Plusieurs regroupements non-signataires du dernier accord de Doha sont en pourparlers avec Sant’Egidio pour rétablir le contact avec le pouvoir de N’Djamena. C’est ce qui explique les allers et venues de Dr Mohamed Kleich et Mauro Garofalo entre Rome et N’Djamena.

La communauté italienne catholique Sant’Egidio planche sur une reprise des discussions entre les groupes rebelles non-signataires de l’accord de Doha et N’Djamena. Elle s’efforce d’y associer des acteurs civils tels que le mouvement d’opposition Les Transformateurs, pour l’instant en vain.

L’organisme romain de médiation Sant’Egidio a récemment repris en main le très sensible dossier des négociations entre les autorités tchadiennes et les groupes rebelles. Depuis plusieurs semaines, ses équipes tentent, avec l’appui de N’Djamena, d’initier des pourparlers avec les mouvements politico-militaires n’ayant pas signé l’accord de Doha en août 2022.

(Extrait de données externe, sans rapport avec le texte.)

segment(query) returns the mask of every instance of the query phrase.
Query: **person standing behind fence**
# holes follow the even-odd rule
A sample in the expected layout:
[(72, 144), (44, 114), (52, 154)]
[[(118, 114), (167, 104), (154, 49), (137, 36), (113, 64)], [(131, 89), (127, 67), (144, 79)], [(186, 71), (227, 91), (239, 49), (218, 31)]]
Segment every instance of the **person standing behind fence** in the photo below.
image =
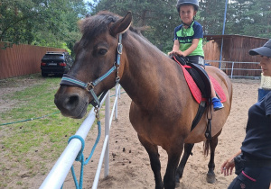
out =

Parmi la poignée d’organisations concernées – auxquelles se sont ajoutés huit autres groupes n’ayant pas pris part aux négociations de Doha – figurent le Front pour l’alternance et la concorde au Tchad (FACT) de Mahamat Mahdi Ali, le Conseil national de la résistance pour la démocratie (CNRD) du Dr Abakar Tollimi et le Front populaire pour la renaissance nationale (FPRN) d’Adoum Yacoub Kougou et quelques autres groupes d’opposition.

Les Transformateurs et Wakit Tama approchés
Après une première rencontre à Rome en décembre 2022 pour ajuster leur stratégie, ces acteurs ont prévu de se réunir à nouveau dans les prochaines semaines, afin d’entamer des discussions en présence de représentants du gouvernement tchadien. Un déplacement dans la capitale italienne du ministre de la Réconciliation nationale, Abderaman Koulamallah, est à l’étude.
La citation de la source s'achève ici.